Home / Desktop 3D Printers / Reading Between the Layers of the Stratasys-Objet Merger

Reading Between the Layers of the Stratasys-Objet Merger

Some unions just make sense: Think Disney-Pixar, Exxon-Mobil, or Bogie and Bacall. Others seem doomed to failure from the start. Did anyone think AOL-Time Warner, Daimler Chrysler, or Kardashian and Humphries were really going to work out?

So when Stratasys and Objet announced they intended to merge to create a giant in the 3D printing arena, it was only natural for design engineers to wonder whether it was a good match—and, more importantly, “What does it mean for me?”

Objet30 Pro Mojo

The Objet30 Pro (left) and Stratasys’ Mojo Print Pack.

Adding fuel to the speculation is the spate of recent mergers in the 3D printing/additive manufacturing space, mainly driven by 3D Systems. Since 2009, 3D Systems has scooped up dozens of companies. Last year, Stratasys acquired Solidscape, a 3D printer manufacturer active largely in the jewelry, medical and dental markets, but was still much smaller than 3D Systems.

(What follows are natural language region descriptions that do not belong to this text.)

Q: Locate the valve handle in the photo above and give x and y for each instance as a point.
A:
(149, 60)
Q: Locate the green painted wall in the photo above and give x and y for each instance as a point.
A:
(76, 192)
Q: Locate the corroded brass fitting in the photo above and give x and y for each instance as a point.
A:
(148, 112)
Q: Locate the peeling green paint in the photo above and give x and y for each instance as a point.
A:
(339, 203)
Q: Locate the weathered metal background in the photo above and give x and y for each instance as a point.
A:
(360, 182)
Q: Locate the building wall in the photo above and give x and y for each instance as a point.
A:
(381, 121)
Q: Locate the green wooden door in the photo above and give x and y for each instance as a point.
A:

In 2011, 3D Systems reported $230.4 million in revenue, but that’s before its 2012 acquisitions of Z Corp., Vidar Systems, My Robot Nation, Paramount Industries, FreshFiber, Bespoke Innovations and Viztu Technologies. Stratasys reported $155.9 million in revenue for 2011; privately held Objet’s were between $160 million and $180 million. The Stratasys-Objet merger values the combined companies at about $1.4 billion.

The Bigger, the Better

Industry consultant Todd Grimm, president of T.A. Grimm & Associates, says the size of 3D Systems was likely one motivator behind the merger—but not the only one.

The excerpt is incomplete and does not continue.